Калашников был действительно иного склада, чему, может быть, способствовала мучившая его с детства легочная болезнь. Узкогрудый, но стройный и тоже, как Кабанов, красивый лицом, Калашников был самолюбив, обидчив и резок. Он знал за собой эти недостатки и даже в глубокой старости, незадолго до смерти, каялся в резкости. Не легко уступал в споре, не легко признавал себя сбитым, кидался на многое, смотрел во все стороны, — одной жизни, казалось, мало ему, чтоб все охватить и все пережить. А в то же время — какая эта была благородная и щедрая натура, щедрая до самозабвенья. Закончив курсы в 71-м году, он стал преподавать в Симбирском училище, но этого показалось ему мало. В то время открылась, по болезни учителя-чувашина, вакансия в чувашской школе, основанной Иваном Яковлевичем Яковлевым.
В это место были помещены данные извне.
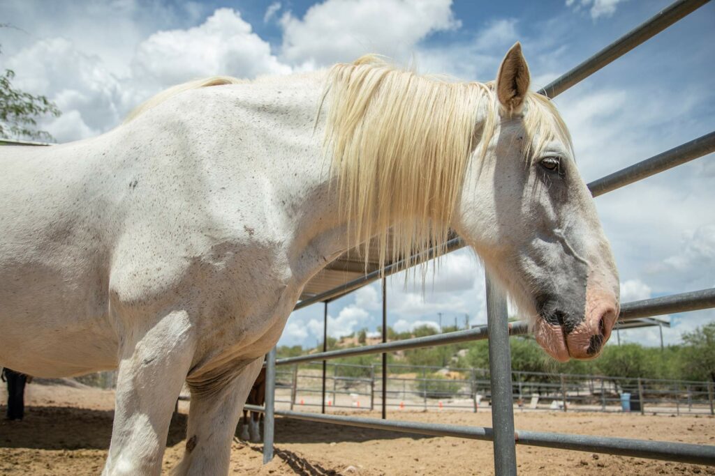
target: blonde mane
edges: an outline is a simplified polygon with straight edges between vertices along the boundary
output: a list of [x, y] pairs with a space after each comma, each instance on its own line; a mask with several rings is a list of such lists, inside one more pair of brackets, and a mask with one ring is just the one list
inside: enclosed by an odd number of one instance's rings
[[[445, 250], [469, 157], [484, 157], [500, 120], [492, 89], [419, 76], [373, 56], [330, 70], [324, 153], [352, 244], [373, 237], [380, 268]], [[527, 135], [536, 138], [526, 141], [525, 157], [555, 136], [571, 143], [548, 98], [528, 93], [524, 111]], [[365, 246], [366, 267], [369, 253]]]
[[174, 97], [179, 93], [183, 93], [184, 91], [197, 89], [198, 88], [205, 88], [209, 86], [239, 84], [245, 82], [247, 81], [245, 79], [239, 79], [232, 76], [211, 76], [209, 78], [203, 78], [202, 79], [196, 79], [186, 83], [182, 83], [182, 84], [177, 84], [174, 86], [169, 88], [168, 89], [164, 89], [156, 96], [149, 98], [144, 102], [137, 106], [134, 110], [132, 111], [132, 112], [127, 115], [127, 117], [124, 118], [124, 121], [122, 123], [126, 124], [129, 122], [132, 122], [139, 116], [141, 116], [152, 108], [159, 106], [167, 99]]

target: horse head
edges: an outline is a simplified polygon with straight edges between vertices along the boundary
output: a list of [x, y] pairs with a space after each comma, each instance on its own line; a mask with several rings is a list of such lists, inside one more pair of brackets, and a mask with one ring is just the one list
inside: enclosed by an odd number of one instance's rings
[[485, 138], [471, 154], [453, 226], [547, 353], [593, 358], [618, 315], [618, 272], [568, 130], [529, 82], [516, 44], [480, 112], [476, 133]]

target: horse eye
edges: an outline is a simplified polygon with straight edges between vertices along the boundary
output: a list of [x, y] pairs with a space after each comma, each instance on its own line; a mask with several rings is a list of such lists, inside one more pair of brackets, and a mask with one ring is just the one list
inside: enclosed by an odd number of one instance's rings
[[547, 157], [539, 162], [539, 163], [550, 172], [555, 172], [559, 170], [561, 162], [556, 157]]

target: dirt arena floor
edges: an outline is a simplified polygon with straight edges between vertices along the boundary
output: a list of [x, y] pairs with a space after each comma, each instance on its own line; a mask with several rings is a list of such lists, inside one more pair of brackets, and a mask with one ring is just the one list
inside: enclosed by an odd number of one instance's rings
[[[4, 402], [4, 391], [0, 392]], [[112, 433], [114, 393], [64, 385], [28, 386], [22, 422], [0, 420], [0, 475], [97, 475]], [[176, 465], [185, 444], [182, 402], [167, 442], [164, 468]], [[5, 407], [0, 406], [5, 412]], [[377, 413], [361, 413], [379, 417]], [[389, 417], [491, 426], [488, 412], [395, 410]], [[708, 416], [517, 412], [519, 429], [715, 444], [715, 419]], [[276, 457], [262, 465], [260, 445], [234, 441], [230, 474], [488, 475], [493, 472], [488, 442], [408, 435], [289, 420], [276, 421]], [[519, 446], [520, 474], [715, 475], [715, 467], [638, 458]]]

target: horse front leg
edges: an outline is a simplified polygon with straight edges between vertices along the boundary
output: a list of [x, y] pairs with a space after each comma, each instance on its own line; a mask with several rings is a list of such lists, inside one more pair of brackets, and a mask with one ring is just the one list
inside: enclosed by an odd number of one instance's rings
[[112, 442], [102, 475], [159, 475], [174, 404], [194, 355], [185, 311], [170, 313], [120, 350]]
[[176, 475], [228, 472], [236, 425], [262, 365], [263, 358], [258, 358], [227, 378], [221, 386], [217, 387], [215, 382], [191, 385], [186, 450]]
Говорили позднее, что сам Ульянов предложил Яковлеву кандидатуру Калашникова, но на самом деле было не так: Василий Андреевич пошел в чувашскую школу самолично и услуги свои предложил безвозмездно — два года он бегал туда преподавать даром, полюбил чувашских ребят, со многими всю жизнь был дружен и в последних письмах своих, в год смерти отчетливо, по фамилиям вспоминал любимых учеников, — Дерюгиных, Стрельцовых, Павла Миронова.
«Сам пошел, хоть и был занят, — думал Ульянов. — Есть у него талант самоотдачи, что-то от интеллигента. Ну да сейчас Иван Яковлевич подготовил смену, вот Калашникова и возьмем готовить Анюту и Сашу, довольно ему нужду терпеть».
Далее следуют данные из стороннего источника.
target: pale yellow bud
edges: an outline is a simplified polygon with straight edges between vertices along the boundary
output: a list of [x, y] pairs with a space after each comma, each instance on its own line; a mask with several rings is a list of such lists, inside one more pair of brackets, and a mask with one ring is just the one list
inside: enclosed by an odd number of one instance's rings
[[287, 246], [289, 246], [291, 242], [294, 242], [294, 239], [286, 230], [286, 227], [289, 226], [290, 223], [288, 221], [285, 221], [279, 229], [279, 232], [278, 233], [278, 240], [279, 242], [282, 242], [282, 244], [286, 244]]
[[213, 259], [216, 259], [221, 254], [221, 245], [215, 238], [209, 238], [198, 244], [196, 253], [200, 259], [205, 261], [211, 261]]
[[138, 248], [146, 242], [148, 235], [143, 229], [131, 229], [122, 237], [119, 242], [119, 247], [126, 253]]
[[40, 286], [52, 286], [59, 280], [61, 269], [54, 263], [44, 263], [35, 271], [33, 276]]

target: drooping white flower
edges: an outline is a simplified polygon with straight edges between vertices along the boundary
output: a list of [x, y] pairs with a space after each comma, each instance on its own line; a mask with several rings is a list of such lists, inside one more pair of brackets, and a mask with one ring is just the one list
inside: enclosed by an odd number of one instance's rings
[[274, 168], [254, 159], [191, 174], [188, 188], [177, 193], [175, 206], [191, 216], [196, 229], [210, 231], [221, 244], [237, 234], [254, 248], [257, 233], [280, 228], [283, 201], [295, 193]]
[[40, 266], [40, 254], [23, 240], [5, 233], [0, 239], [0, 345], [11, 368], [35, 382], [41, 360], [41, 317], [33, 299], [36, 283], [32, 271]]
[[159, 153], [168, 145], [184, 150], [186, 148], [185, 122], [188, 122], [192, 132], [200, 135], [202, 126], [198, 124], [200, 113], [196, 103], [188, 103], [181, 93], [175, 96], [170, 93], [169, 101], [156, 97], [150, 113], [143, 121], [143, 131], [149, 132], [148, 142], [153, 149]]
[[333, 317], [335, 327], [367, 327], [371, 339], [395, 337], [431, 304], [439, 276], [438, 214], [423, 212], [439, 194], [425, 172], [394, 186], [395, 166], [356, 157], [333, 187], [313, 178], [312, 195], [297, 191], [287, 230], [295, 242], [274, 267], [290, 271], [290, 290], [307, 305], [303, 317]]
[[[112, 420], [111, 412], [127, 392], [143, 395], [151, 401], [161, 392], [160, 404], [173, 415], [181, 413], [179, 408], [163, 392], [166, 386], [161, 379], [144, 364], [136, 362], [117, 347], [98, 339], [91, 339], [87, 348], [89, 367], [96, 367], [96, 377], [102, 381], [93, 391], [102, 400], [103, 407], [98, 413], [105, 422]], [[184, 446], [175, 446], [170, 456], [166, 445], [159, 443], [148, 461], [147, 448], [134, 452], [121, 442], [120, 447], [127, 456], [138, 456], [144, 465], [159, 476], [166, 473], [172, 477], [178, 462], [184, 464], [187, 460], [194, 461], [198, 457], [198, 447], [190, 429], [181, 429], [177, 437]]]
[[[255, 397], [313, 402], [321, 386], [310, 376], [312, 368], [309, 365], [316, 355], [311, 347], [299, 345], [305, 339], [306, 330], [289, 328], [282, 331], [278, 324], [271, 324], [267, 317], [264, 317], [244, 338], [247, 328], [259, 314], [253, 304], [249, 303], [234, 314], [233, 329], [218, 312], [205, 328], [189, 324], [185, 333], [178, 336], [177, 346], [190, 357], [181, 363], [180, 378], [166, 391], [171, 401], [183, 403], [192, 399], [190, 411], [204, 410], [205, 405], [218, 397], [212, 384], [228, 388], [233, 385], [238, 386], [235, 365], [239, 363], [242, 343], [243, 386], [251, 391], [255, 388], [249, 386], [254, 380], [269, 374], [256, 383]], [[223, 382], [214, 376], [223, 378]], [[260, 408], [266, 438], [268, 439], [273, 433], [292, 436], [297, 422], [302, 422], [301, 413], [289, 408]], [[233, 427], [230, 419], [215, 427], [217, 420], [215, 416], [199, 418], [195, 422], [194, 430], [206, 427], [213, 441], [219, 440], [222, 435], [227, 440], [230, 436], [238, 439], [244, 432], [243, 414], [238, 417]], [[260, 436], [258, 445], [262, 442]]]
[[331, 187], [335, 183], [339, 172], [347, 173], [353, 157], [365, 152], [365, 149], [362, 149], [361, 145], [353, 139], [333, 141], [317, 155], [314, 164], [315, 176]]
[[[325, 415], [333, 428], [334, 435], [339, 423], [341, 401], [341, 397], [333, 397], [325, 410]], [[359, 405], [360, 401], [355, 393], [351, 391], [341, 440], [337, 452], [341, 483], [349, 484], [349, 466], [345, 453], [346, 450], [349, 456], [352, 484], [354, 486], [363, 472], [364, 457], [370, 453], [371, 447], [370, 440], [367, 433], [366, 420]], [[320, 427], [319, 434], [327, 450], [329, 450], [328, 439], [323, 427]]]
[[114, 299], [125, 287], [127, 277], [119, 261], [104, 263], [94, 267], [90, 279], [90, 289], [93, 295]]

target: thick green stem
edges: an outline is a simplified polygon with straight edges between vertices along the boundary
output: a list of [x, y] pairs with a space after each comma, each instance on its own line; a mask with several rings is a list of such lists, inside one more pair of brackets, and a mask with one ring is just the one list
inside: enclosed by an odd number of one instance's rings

Так было решено в семье Ульяновых, — пригласить в преподаватели к старшим детям Василия Андреевича Калашникова.
Дни рождения детей Мария Александровна справляла обычно без особенного шума и парада, в тесном кругу. Подарки детям делались практичные. В «уголку», как она звала свой столик возле окна, стояла неизменная помощница семьи, швейная машина, и на этой машинке мать сама шила детям штанишки и платьица, чтоб подарить их утром, когда они проснутся. Отец прибавлял иногда от себя детскую игру или книги. Баловала детей игрушками одна лишь няня, из собственного жалованья. Все первые дни апреля с утра привычно стрекотала швейная машинка, быстро-быстро вонзаясь иголочкой в материю, словно протаптывая себе бесконечную дорожку. Только в часы занятий Ильи Николаевича этот монотонный стрекот прекращался, хоть он и кричал жене из кабинета:
— Шей, шей, это ничуть не мешает!
У Марии Александровны, как она сама, смеясь, признавала, «особого таланта» к швейному делу не было, но портнихи стоили дорого, бюджет у семьи был невелик, детей в доме уже четверо, и всех обуть-одеть, — поневоле начнешь сама шить, с талантом или без таланта. Платья для девочек выкраивались с большим запасом, чтоб длина их могла соревноваться с ростом: спустя полгода-год кое-где распустишь подол и рукава и удлинишь, — и опять носи, как новое. С тем же расчетом шила она и Володины штанишки, — не штанами, а шароварами, — он катался в них, как шар или кубик, — недаром прозвали его впоследствии «Кубышкин». Ко дню рождения приходил фотограф, и младших детей сняли, — Ольгу, крошечную, как кукла, сидящей в кресле, а Володю в его локонах, которые мать пожалела остричь, стоящим, наклонясь возле Оли в своих новеньких шароварах и широкой новой рубашке, тоже длинней нормы. Нижнегородская мадам Садокова, директорша, непременно сказала бы «неэстетично», хотя времена были теперь другие. Передовым, думающим людям постыдно казалось гнаться за модой, одежду по моде презирали и на взрослых, и суровая простота нарядов ульяновских детей как раз отвечала духу времени.